Obviously, there’s a very clear consciousness of the where and what-for of
the tropes of gothic horror visible in The Vampire Doll. The film may
update the dark family secret to something a little more contemporary to the
Japanese experience and interests of the time, yet it still hits basically every
note of the film version of the genre (with an added heavy debt to Poe himself
- more than to Poe by the way of Corman, interestingly enough), effectively
turning the Japanese countryside into the playground of otherwise difficult to
express anxieties about the influence of the past (which, as it was in Germany
at the same time, too, was not something people liked to talk about, for obvious
reasons) on the younger generation, the older generation exclusively consisting
of people who harbour dark secrets instead of helpful advice.

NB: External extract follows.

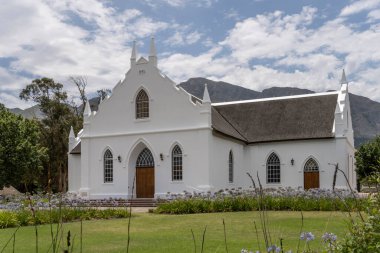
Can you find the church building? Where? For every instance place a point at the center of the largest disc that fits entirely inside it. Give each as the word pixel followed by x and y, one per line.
pixel 153 137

Apart from this, The Vampire Doll is also a film rather fetching to
look at. Yamamoto makes particularly interesting use of blotches of deep black
that isolate characters as well as emphasise them, but he’s also adept at the
art of the slightly disquieting camera angle, and knows how to use coloured
lighting (though not to an excessive degree). Yuko is rather effectively creepy
in her habits: she tends to appear in the corner of a room (and therefore the
corner of the eye), head down, pale-skinned, and stiffly limbed like a doll or a
corpse. Add to that the jerky jump-cut movements she uses in a few scenes,
prefiguring J-horror and the US consequences, and the whole idea of a dead woman
kept artificially alive while losing everything that actually made her the woman
she was, and you have a very effective, and sympathetic, monster.
On a plot level, The Vampire Doll is told like a weird mystery (a
favourite genre in Japanese art), with Keiko and Hiroshi attempting to
understand what’s going on around them through very traditional means of
investigation yet always stumbling back into the realm of the gothic again; even
a visit with the local doctor produces a ghost story. Clearly, trying to
understand the world like a detective only works when that world is actually
built on a basis a detective could understand.